Question

A gas occupies 11.2 liters at 0.860 atm. What is the pressure if the volume becomes 15.0 L? (Boyle)

Answer 1

Given:

Initial Volume $\sf (V_1)$ = 11.2 L

Initial Pressure $\sf (P_1)$ = 0.860 atm

Final Volume $\sf (V_2)$ = 15.0 L

To Find:

Final Pressure $\sf (P_2)$

Concept/Theory:

$\bf{ \underline{Boyle's \: Law} \: (Pressure - Volume \: Relationship)}$

"At constant temperature, the pressure of a fixed amount of gas varies inversely with the volume of the gas."

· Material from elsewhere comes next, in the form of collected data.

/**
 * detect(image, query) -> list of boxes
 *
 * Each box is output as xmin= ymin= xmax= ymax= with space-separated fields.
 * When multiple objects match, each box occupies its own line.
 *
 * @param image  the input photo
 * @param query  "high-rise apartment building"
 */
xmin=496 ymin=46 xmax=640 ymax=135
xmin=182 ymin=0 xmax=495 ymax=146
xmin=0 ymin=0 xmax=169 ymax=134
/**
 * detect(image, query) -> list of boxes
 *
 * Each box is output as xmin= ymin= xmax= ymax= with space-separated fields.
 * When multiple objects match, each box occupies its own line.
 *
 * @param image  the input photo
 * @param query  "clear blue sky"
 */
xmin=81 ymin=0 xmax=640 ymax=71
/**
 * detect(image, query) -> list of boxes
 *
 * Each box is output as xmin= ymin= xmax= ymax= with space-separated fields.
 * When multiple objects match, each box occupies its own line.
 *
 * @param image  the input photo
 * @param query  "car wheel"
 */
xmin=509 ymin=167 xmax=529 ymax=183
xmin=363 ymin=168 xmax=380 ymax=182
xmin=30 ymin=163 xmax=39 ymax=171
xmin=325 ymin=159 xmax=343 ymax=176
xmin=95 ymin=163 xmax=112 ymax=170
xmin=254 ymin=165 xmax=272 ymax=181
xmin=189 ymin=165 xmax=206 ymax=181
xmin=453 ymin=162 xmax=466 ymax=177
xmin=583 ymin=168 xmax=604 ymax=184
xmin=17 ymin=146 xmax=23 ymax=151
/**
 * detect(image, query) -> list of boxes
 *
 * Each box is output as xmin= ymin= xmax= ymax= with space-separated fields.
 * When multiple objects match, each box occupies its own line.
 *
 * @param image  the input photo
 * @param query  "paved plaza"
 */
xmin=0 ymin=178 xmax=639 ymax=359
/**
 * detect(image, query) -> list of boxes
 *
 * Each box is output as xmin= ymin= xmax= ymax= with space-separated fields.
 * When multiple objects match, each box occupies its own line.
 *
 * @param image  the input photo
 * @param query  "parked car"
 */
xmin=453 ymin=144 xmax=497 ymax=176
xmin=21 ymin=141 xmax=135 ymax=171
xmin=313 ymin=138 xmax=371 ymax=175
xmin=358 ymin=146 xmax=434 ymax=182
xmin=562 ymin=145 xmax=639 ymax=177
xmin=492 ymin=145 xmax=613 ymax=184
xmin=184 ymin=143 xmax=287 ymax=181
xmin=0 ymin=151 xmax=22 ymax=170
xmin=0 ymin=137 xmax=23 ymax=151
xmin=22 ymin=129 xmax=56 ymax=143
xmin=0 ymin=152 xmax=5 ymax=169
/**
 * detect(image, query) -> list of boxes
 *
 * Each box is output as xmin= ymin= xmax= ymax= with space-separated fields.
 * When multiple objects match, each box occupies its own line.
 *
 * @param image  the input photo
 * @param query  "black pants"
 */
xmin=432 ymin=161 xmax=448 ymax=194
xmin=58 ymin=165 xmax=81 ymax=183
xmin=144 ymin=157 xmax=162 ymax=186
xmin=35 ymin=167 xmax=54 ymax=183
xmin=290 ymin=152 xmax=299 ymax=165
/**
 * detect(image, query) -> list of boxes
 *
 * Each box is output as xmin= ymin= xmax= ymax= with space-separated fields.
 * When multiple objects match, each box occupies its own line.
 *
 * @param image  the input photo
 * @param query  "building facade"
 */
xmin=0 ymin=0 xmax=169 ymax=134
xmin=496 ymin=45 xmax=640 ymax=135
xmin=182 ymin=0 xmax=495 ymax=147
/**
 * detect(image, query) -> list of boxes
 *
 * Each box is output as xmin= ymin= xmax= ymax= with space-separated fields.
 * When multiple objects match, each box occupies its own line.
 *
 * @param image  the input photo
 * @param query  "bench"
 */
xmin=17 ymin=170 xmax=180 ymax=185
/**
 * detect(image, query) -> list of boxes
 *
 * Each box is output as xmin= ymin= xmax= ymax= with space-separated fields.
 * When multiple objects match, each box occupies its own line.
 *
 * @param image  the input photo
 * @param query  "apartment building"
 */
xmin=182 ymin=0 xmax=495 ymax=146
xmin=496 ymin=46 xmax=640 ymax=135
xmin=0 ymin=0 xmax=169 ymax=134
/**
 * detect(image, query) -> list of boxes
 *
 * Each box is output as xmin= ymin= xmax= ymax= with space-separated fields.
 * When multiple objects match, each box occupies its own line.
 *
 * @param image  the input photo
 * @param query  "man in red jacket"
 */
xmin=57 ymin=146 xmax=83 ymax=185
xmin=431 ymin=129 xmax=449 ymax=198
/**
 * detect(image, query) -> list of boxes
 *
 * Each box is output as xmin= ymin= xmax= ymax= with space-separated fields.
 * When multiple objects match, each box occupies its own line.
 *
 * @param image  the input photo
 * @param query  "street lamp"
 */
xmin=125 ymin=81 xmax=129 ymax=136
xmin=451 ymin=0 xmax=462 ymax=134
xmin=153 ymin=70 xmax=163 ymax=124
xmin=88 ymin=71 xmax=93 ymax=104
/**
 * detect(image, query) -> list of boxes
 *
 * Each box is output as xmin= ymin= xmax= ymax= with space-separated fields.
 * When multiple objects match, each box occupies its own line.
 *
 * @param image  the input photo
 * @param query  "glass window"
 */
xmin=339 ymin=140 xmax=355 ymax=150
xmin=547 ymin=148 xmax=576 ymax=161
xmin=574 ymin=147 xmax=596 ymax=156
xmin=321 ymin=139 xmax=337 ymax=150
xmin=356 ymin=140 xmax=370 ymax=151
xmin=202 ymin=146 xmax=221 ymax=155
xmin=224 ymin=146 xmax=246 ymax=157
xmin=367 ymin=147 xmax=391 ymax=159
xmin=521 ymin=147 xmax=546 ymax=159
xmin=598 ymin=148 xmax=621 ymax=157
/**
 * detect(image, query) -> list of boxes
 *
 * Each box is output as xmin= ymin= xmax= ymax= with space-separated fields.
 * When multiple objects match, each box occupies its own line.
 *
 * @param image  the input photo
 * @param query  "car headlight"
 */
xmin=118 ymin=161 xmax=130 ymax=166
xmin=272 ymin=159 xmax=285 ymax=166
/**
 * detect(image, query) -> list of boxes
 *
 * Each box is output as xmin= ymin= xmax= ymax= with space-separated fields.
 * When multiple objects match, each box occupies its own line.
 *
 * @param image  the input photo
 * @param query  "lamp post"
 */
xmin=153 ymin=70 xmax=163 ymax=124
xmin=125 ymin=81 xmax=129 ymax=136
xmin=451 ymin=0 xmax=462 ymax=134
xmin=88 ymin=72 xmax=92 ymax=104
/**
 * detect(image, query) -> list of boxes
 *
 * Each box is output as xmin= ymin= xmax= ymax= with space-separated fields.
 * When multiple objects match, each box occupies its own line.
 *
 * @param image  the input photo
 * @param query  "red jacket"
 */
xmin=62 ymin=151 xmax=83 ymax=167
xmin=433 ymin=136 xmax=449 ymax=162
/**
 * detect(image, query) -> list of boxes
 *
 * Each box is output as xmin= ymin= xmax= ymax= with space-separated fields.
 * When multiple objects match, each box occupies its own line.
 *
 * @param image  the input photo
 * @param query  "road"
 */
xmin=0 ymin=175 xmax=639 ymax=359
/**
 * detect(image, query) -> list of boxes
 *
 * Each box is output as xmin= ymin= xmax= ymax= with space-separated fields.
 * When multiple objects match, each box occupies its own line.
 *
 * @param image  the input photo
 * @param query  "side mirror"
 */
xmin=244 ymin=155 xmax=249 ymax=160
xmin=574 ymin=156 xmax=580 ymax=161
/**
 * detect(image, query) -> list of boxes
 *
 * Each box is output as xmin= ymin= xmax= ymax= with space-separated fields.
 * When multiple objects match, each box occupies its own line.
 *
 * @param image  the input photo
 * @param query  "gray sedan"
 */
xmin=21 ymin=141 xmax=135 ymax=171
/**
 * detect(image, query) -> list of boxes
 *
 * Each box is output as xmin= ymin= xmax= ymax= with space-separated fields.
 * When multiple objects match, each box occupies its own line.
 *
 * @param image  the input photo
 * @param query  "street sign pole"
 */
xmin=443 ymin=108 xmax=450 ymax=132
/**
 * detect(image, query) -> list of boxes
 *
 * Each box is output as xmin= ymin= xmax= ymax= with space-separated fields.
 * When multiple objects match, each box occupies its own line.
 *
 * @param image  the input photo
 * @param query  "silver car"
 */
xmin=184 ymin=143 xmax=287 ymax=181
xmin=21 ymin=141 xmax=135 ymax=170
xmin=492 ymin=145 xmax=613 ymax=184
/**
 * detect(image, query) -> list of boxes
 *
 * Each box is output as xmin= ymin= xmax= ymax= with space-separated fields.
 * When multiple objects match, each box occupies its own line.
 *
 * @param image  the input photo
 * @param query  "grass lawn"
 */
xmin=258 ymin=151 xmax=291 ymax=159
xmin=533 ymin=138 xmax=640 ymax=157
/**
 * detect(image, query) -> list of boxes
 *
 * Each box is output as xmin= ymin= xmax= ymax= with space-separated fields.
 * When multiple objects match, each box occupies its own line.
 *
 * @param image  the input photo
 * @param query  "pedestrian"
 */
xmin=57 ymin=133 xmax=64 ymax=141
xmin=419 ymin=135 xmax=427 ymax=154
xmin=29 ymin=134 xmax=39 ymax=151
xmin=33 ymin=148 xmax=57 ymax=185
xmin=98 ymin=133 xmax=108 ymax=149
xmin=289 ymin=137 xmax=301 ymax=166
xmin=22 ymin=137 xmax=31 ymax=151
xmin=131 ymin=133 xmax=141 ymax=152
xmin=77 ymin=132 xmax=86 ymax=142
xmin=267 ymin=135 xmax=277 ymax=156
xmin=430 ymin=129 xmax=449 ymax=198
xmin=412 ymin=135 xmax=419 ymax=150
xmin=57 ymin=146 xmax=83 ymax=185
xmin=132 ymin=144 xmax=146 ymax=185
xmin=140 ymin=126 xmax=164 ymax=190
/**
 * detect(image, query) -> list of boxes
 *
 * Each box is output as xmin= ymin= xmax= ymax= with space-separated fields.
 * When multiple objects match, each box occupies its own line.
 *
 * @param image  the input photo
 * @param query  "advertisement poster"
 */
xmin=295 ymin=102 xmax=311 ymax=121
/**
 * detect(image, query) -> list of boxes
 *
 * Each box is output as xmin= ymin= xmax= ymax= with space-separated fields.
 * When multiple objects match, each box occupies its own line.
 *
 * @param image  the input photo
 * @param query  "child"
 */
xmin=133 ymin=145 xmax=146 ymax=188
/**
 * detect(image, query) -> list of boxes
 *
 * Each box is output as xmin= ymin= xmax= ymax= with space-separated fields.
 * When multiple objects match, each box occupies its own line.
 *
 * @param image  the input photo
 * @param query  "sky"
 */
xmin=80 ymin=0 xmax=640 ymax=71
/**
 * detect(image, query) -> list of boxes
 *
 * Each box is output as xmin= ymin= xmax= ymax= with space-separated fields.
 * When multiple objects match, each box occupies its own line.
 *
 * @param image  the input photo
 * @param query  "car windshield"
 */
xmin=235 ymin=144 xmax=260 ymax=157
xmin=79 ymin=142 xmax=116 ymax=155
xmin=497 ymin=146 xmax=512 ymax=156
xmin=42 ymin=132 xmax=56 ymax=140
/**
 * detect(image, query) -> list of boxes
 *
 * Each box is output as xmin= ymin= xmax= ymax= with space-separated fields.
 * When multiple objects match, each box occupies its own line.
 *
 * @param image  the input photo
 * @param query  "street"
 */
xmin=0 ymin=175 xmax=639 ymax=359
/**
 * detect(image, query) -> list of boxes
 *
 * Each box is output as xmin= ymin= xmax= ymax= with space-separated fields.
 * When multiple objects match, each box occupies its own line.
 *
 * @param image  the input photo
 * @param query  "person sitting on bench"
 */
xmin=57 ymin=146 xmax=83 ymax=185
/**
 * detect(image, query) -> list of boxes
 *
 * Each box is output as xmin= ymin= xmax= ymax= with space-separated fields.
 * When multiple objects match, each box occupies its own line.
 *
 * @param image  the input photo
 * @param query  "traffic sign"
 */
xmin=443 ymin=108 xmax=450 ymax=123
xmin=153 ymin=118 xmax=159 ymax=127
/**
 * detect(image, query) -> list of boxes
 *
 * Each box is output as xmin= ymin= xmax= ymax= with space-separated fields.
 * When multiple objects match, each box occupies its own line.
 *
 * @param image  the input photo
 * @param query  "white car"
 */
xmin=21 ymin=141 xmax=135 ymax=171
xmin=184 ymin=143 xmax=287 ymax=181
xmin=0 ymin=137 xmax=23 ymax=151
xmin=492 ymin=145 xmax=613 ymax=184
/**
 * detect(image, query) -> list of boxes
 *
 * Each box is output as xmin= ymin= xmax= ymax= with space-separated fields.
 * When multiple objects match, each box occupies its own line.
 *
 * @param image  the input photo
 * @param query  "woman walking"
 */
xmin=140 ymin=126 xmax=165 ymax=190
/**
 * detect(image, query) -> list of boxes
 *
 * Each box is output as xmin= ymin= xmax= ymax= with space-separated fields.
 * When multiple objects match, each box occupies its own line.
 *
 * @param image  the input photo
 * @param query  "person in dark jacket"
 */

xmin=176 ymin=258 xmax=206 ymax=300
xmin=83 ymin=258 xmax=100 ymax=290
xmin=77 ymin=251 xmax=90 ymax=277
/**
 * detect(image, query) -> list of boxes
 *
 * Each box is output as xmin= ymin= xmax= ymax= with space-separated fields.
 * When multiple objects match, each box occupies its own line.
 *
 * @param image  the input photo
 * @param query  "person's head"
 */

$\bf{P \propto \dfrac{1}{V} \: (at \: constant \: T \: and \: n)}$

It can be also stated as "At constant temperature, the product of pressure and volume of fixed amount of a gas remains constant."

$\bf{PV = Constant}$

If the initial pressure and volume of a fixed amount of gas at constant temperature are $\sf (P_1)$ & $\sf (V_1)$ and final pressure of the gas is $\sf (P_2)$ and volume occupied is $\sf (V_2)$, then according to Boyle's law;

$\bf{P_1V_1 = P_2V_2 = Constant}$

OR

$\bf{\dfrac{P_1}{P_2} = \dfrac{V_2}{V_1}}$

Answer:

By using Boyle's Law, we get:

$\rm \longrightarrow \dfrac{0.860}{P_2} = \dfrac{15.0}{11.2} \\ \\ \rm \longrightarrow P_2 = \dfrac{11.2}{15.0} \times 0.860 \\ \\ \rm \longrightarrow P_2 = \dfrac{9.632}{15.0} \\ \\ \rm \longrightarrow P_2 = 0.642 \: atm$

$\therefore$ Final Pressure $\sf (P_2)$ = 0.642 atm

Answer 2

Answer:

0.642 atm

Explanation:

The new pressure can be found by using the formula for Boyle's law which is

$P_1V_1 = P_2V_2$

Since we are finding the new pressure

$P_2 = \frac{P_1V_1}{V_2}$

From the question we have

$P_2 = \frac{11.2 \times 0.86}{15} = \frac{9.632}{15} \\ = 0.64213333...$

We have the final answer as

0.642 atm

Hope this helps you